The rebuilding of a life that’s been flipped upside down by grief is not a quick job. How to keep going when the grief has passed and you feel less like a widowed person and more like a general wreck, is not something we’ve seen much of in bereavement literature.
To fill the gap, we’ve brought together three tweaks to try to lighten your daily load and two deeper approaches to get you unstuck or headed in a more fruitful direction.
One thing at a time
Humans are not good at multi-tasking. At least most of us are not. It’s not a male/female thing either. Neuroscientists have studied all kinds of us and found that the more things we try to do at once, the less effectively we do each thing. So one simple lesson is that trying to fix everything at once is the hardest way to proceed.
Now, life doesn’t really let you ignore the kids until the debt is paid off or drive around in a broken car until you find a new job. But what you can do is assign each problem its own day, or half day.
If you need to see your child’s teacher today, let yourself off the hook with the job search until tomorrow. If you have a dispute with a neighbour, resolve to think about it at a specific time and not before. Get into the habit of telling people: “I’ll get back to you about that on Thursday”, or whenever suits your schedule.
It’s not quite the efficiency nirvana of touching each piece of paper (or opening each email) only once, but it might help in getting there.
Less is more
The Paradox of Choice is a book by American psychologist, Barry Schwartz, that explains why too much choice makes us miserable, stressed and lonely. Too many choices, it argues, distracts us from focusing on what is most important and meaningful to us and it also reduces what we have in common with others, across our peer group and across the generations.
World leaders like Barack Obama, Angela Merkel and the UK’s Queen Elizabeth are all said to have decided on a narrow range of clothes to wear: one cut of suit in a choice of two colours; one style of jacket; one style of shoe, handbag and hat. This means they don’t have to think about what to wear and can focus on other things.

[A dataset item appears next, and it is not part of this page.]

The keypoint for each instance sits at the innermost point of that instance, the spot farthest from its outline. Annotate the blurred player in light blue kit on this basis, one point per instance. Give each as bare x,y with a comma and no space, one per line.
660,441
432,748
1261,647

I tried this to stop spending money on clothes that were never worn. I worked out that the things I wore most often were blue. If I only bought blue clothes I’ve have a better chance of avoiding regrettable purchases. What I found was that I spent much less time shopping, because I only looked though the blue rails; less time choosing outfits because everything worked together quite well, and I saved money.
Lately I’ve been wondering about motivational quotes. I love them but I’ve a nagging feeling that they used to work better for me when there was less of them to choose from.
I would find one line in a book, copy it out, pin it to my wall and that would guide me though life’s ups and downs for months or years at a time. Now, with so many to choose from, my head is turned with each new one and I end up remembering none of them. So I’ve picked one, embroidered it onto fabric and I’m putting the others on mute for a while.